Second of all, if indeed Farouk was drugged, how do we explain his erratic behaviour before the bombing, like cutting ties with his family? Did someone drug him to do that all in the name of learning Arabic and whatnot in Yemen? I don’t know of people getting high to read about religion. Aisha’s second claim was that the Dutch director was part of the frame up and went as far as saying the man was never shown on TV. Actually, my dear Aisha, he was… on CNN. Or is CNN part of the cover-up now? I never saw the director on any other network, but I’m sure his 15 minutes didn’t warrant for more exposure time. It’s not like he landed a failing airplane in the Hudson. Aisha went further to compare the director’s underexposure to Gulliani’s overexposure after the 9/11 crisis and how the mayor was named Time’s man of the year. Gulliani was only named man of the year, because the magazine couldn’t afford to name Osama Bin Laden (the original decided winner) as its man of the year, risking a loss in readership after complaints of the numerous image of the “perpetrator”. So they went for a less controversial individual, yet one still tied to the events of 9/11. Time has a dubious way of picking its annual man of the year, like two years ago, when they gave it to You! PLEASE! They should’ve given it to YouTube, though not a person, it’s still You in a way, but that’s not what we’re discussing here.

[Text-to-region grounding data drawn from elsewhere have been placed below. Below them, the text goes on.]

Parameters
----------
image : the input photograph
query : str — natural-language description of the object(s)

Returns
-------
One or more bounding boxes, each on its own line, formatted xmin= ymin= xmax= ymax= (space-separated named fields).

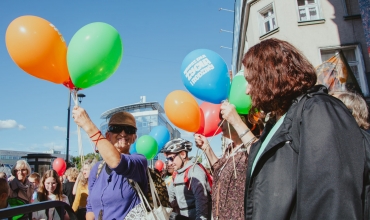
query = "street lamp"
xmin=66 ymin=91 xmax=86 ymax=164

The only thing that Aisha wrote in her soap opera conspiracy that seems to hold any water is the fact that the Farouk’s underwear caught fire, yet there was no mention of flesh wounds on his skin and how he managed to walk into court with no sign of pain or recovery. Granted, she raised an important issue there. Now to be fair to Aisha, I’m not saying imperialistic powers like the U.S have never pulled off such elaborate hoax in the hopes of achieving something else, but let’s have some substantial proof. Unless Aisha was on the flight to Detriot, she should keep her theories to a minimum. I’m surprised Media Trust allowed her articles to be published, especially when it’s not under a column, which would make it clear to the reader it’s her opinion. But when it’s published not under a column titled, ‘Conspiracy theories” and just as a newspaper article, it brings to question the meaning of “researched journalism”. I understand the need to jump to conclusion, especially when living in a conspiracy prone world, but the best conspiracies are based on some form of facts. As far as the Christmas bombing, there is none except what we’re being told… for now.

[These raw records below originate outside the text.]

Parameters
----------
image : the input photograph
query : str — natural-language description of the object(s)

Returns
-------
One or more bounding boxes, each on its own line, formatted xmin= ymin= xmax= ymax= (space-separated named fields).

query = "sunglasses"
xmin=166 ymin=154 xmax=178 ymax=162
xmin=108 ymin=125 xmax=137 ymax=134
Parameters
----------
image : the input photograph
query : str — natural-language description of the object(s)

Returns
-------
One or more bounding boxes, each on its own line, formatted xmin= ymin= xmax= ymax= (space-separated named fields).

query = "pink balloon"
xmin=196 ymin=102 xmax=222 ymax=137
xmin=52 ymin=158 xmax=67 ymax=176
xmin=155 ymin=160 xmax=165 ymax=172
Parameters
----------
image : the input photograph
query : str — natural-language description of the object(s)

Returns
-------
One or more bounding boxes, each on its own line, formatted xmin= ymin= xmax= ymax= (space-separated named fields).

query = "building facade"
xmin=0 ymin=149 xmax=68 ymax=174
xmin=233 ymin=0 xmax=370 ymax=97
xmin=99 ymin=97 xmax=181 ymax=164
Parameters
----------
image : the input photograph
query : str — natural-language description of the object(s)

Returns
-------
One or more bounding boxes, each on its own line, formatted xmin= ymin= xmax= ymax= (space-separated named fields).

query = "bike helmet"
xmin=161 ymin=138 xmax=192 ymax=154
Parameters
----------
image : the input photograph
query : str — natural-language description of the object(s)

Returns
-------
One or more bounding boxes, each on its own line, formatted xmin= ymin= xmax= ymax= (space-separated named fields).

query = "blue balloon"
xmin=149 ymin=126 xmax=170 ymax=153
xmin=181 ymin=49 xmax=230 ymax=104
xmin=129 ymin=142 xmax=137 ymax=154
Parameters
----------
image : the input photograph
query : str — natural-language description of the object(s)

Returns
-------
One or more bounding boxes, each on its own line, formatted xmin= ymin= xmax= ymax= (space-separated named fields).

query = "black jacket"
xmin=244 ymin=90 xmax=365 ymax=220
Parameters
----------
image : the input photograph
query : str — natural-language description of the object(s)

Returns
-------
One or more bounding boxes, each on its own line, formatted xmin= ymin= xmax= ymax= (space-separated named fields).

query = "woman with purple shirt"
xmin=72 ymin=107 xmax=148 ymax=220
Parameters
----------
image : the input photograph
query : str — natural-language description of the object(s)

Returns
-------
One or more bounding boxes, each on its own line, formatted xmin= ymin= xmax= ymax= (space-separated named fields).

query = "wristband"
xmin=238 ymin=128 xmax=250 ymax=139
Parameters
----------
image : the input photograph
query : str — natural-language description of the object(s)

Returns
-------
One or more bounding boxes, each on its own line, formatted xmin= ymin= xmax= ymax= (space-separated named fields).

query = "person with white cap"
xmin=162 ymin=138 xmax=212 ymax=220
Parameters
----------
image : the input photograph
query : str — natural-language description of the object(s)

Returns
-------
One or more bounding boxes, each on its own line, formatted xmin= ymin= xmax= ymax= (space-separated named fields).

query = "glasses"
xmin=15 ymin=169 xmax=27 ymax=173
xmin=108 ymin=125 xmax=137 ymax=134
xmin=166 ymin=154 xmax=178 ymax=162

P.S In the case that Aisha is indeed right, she should feel free to say, “I told you so!” I shan’t complain! But I leave you with a conspiracy theory of mine and I’ll let readers decide which has more credibility, mine or Aisha’s. How come the U.S is so hands-on on helping Haiti, even sending firemen from their various states, yet they couldn’t produce the same response in the aftermath of Hurricane Katrina? I doubt it has anything to do with a different leadership. Are they planning to send in their “economic hit-men”, when the dust settles? You know the people who make business ties for the United States so they keep making money. For example, they hire an American company to rebuild certain parts of Haiti thus gaining an economic advantage over other companies, locally and otherwise.

And here’s an extra one for you: Why do people in the United States who live in hurricane prone areas always seem to build their houses with wood? Haven’t they heard of concrete or bricks? Or is someone making money off wood? That or it must be extremely cheap! Either way someone is making money!